Two of the employees were based in China. The company said it was making changes to prevent such breaches in the future.
But the company’s reassurances have done little to quell growing demands by politicians on both sides of the aisle to block or ban the app. President Biden has said he might support an effort, now working its way through Congress, to ban the app in the U.S.
This represents a drastic shift over the past year, when some in the administration were expressing confidence that a compromise could be struck that would allow the company to continue its operations in exchange for major changes to its data security and governance.
TikTok had been hoping that a group of federal agencies known as the Committee on Foreign Investment in the United States, or CFIUS, would approve of its plans for operating in the country while remaining under the ownership of ByteDance.
But the No. 2 official at the Justice Department, Lisa Monaco, did not sign off on a 90-page draft agreement, and the Treasury Department, which plays a crucial role in approving deals involving national security risks, expressed skepticism that the potential agreement would resolve national security issues, people with knowledge of the matter said.
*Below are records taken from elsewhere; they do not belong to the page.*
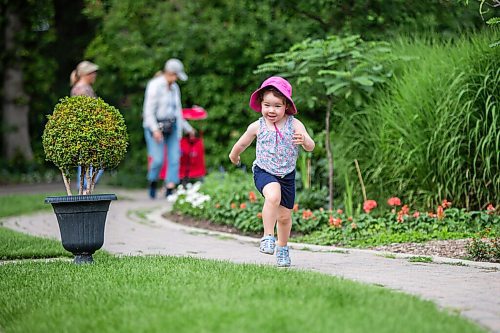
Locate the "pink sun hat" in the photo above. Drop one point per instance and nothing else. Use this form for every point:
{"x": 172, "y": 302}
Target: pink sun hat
{"x": 279, "y": 83}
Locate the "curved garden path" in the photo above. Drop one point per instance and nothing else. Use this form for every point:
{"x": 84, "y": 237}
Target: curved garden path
{"x": 135, "y": 226}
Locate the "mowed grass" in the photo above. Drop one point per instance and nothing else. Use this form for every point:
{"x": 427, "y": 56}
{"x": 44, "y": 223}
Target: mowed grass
{"x": 172, "y": 294}
{"x": 16, "y": 245}
{"x": 21, "y": 204}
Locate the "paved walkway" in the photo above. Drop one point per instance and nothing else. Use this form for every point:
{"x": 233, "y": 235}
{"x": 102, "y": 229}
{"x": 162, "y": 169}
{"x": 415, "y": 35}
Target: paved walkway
{"x": 135, "y": 226}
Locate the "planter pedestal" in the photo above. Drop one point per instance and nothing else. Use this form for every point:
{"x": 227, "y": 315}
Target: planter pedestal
{"x": 81, "y": 221}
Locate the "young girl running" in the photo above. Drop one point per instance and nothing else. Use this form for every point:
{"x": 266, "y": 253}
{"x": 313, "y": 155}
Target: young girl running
{"x": 279, "y": 135}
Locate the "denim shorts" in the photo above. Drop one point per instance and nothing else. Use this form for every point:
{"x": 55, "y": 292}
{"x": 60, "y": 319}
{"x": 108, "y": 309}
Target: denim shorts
{"x": 287, "y": 183}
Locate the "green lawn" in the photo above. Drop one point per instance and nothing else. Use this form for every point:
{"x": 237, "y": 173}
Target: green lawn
{"x": 170, "y": 294}
{"x": 15, "y": 245}
{"x": 17, "y": 204}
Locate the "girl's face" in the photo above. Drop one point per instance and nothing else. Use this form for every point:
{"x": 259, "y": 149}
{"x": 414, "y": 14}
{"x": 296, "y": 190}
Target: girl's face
{"x": 273, "y": 107}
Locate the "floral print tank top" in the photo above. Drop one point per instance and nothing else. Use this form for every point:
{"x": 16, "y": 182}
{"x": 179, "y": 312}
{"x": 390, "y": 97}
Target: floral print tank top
{"x": 275, "y": 152}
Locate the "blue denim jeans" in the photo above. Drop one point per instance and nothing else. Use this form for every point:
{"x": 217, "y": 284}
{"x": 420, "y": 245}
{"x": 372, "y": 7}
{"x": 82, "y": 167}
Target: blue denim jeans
{"x": 156, "y": 152}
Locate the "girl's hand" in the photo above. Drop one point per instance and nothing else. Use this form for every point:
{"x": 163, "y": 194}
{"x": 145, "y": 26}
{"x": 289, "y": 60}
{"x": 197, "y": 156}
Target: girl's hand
{"x": 298, "y": 138}
{"x": 234, "y": 159}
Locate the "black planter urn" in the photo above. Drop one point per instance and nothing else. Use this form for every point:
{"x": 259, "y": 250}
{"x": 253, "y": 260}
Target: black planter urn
{"x": 81, "y": 221}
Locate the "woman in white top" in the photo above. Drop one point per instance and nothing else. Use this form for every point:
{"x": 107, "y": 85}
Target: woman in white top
{"x": 163, "y": 124}
{"x": 82, "y": 79}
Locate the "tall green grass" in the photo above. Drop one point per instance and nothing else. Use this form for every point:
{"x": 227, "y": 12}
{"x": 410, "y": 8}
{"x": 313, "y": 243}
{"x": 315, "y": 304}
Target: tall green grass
{"x": 168, "y": 294}
{"x": 434, "y": 132}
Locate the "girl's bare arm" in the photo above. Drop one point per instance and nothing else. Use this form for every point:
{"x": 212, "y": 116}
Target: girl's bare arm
{"x": 301, "y": 137}
{"x": 243, "y": 142}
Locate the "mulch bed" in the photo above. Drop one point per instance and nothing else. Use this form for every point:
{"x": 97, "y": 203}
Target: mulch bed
{"x": 455, "y": 248}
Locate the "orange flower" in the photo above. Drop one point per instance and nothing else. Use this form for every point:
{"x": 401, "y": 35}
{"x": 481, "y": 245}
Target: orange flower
{"x": 368, "y": 205}
{"x": 394, "y": 201}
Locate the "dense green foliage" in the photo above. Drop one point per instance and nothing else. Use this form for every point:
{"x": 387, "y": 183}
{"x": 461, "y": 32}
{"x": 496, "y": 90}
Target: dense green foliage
{"x": 85, "y": 131}
{"x": 222, "y": 42}
{"x": 175, "y": 294}
{"x": 433, "y": 133}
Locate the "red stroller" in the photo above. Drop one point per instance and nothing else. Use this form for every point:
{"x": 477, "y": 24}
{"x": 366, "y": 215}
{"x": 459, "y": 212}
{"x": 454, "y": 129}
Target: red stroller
{"x": 192, "y": 163}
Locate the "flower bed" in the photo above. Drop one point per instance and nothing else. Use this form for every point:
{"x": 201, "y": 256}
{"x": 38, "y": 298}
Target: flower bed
{"x": 232, "y": 200}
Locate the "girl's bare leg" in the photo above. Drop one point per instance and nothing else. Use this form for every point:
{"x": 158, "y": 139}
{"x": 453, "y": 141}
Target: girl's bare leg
{"x": 272, "y": 198}
{"x": 284, "y": 225}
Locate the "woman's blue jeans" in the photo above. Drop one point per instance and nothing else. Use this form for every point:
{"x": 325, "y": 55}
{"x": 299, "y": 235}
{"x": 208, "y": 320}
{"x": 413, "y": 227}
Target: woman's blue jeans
{"x": 156, "y": 152}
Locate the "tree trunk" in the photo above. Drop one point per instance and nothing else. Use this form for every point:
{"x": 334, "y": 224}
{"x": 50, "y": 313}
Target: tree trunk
{"x": 15, "y": 108}
{"x": 329, "y": 153}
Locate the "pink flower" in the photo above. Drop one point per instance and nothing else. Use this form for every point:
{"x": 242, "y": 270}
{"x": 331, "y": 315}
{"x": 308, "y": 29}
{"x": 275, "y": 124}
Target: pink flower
{"x": 446, "y": 204}
{"x": 368, "y": 205}
{"x": 394, "y": 201}
{"x": 440, "y": 213}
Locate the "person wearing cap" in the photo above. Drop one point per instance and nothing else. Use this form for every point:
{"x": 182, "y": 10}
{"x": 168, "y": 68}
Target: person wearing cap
{"x": 81, "y": 80}
{"x": 279, "y": 136}
{"x": 163, "y": 124}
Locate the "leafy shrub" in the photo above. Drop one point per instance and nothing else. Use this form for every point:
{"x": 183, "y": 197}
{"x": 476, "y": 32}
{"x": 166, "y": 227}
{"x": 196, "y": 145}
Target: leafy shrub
{"x": 84, "y": 131}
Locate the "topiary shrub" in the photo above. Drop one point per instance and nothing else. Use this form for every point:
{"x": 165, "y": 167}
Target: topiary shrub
{"x": 88, "y": 132}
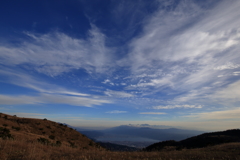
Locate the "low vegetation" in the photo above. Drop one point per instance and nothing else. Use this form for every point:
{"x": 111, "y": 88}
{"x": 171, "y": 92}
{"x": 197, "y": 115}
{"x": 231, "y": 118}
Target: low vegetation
{"x": 28, "y": 142}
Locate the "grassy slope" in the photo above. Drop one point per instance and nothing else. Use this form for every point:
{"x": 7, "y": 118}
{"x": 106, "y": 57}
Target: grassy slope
{"x": 25, "y": 145}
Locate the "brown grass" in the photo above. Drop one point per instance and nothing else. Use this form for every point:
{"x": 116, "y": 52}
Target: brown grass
{"x": 25, "y": 146}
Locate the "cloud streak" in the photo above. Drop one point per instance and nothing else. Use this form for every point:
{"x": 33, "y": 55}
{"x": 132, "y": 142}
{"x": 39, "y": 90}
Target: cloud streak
{"x": 56, "y": 53}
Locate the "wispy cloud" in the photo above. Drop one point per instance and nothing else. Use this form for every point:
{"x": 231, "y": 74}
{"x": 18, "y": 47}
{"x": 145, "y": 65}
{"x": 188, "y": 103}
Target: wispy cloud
{"x": 217, "y": 115}
{"x": 118, "y": 94}
{"x": 187, "y": 56}
{"x": 57, "y": 53}
{"x": 51, "y": 99}
{"x": 116, "y": 112}
{"x": 176, "y": 106}
{"x": 152, "y": 113}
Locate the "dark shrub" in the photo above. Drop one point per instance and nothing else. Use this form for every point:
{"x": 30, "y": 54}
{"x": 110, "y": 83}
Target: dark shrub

The White House now seems to be moving fast in the other direction, with senior officials increasingly viewing a divestment as the only acceptable path forward.
Officials with TikTok, which has a robust public relations and lobbying operation in Washington, said they were weighing their options and expressed disappointed by the pressure to sell.
The company said its security proposal, which involves storing Americans’ data in the United States, offered the best possible protection for users.
“If protecting national security is the objective, divestment doesn’t solve the problem: A change in ownership would not impose any new restrictions on data flows or access,” Maureen Shanahan, a spokeswoman for TikTok, said in a statement this week.
TikTok’s chief executive, Shou Zi Chew, is scheduled to testify before the House Energy and Commerce Committee next week. He is expected to face questions about the app’s ties to China, as well as concerns that it delivers harmful content to young people.
A spokeswoman for TikTok did not immediately respond to a request for comment, and referred all questions to ByteDance.
A ByteDance spokeswoman did not respond. But she had told Forbes that the company “strongly condemned the actions of the individuals found to have been involved,” and would “cooperate with any official investigations when brought to us.”